Sirius se retrancha sur sa banquette, je me retranchai sur ma prudence. On m’a toujours dit qu’un chien ne mordait que lorsqu’il était effrayé. Sirius paraissait terrorisé et il avait les moyens de m’arracher un bras sans trop d’efforts. Sa maîtresse semblant perdre un peu de son assurance me dit qu’elle allait chercher un voisin qui connaissait bien Sirius plutôt que me former comme dresseur de fauve. J’approuvai et partait sans trop de regret.

Malgré notre échec, j’étais assez fier de mon combat contre Sirius. L’animal était réellement terrifiant et je l’avais empoigné par le collier comme un vulgaire chien de salon.

J’allai me remettre de cette aventure dans un endroit merveilleux, La Rafale, un bar à bière/rhumerie/bar à jeux où je buvais une triple locale, fermentée avec trois levures différentes et qui m’enchanta. En sortant, un caniche m’aboya dessus. Je le toisai avec le dédain de ceux qui en ont vu d’autres. Je mangeai ensuite une crêpe aux andouillettes dans une crêperie qui avait comme grand avantage d’offrir une grande cheminée. Il faisait très froid au dehors et j’y passai une soirée délicieuse.

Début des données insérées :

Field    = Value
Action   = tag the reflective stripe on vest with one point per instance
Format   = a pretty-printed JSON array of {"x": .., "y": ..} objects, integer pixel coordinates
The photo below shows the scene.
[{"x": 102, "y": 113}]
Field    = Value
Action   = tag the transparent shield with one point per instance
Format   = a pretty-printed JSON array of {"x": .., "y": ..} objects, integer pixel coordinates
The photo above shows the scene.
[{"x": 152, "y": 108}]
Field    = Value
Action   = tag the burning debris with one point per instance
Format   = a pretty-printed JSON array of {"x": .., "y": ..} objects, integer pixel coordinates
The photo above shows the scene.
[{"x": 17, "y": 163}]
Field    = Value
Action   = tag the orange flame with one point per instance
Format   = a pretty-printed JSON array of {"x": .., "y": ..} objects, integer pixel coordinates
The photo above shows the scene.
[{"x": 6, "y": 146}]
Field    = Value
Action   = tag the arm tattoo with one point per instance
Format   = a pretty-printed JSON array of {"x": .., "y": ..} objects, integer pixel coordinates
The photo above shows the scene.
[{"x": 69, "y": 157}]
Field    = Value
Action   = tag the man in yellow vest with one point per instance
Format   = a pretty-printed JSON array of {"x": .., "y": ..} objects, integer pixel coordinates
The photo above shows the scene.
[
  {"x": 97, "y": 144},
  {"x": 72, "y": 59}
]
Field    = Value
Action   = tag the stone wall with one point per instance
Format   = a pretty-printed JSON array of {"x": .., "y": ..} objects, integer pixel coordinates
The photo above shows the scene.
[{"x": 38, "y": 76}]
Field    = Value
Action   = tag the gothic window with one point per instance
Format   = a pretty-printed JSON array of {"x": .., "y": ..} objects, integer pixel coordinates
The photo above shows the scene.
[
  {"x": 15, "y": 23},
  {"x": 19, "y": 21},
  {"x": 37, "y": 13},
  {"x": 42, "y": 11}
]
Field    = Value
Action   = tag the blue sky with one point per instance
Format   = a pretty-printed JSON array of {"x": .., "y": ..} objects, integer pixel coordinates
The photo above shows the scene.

En sortant, je fis un tour du roc. La nuit était noire et les phares, tant de Granville que des alentours (et il y en avait beaucoup) diffusaient leurs lumières d’avertissement. Quelle vision ! Le bruit des vagues s’écrasant dans l’obscurité en contrebas, ces lumières d’alerte comme pour mener un combat constant contre l’océan. Tout à Granville semble tourner autour de la mer. Elle est pourtant une bienfaitrice cruelle pour que tant de précautions lui soient dédiées.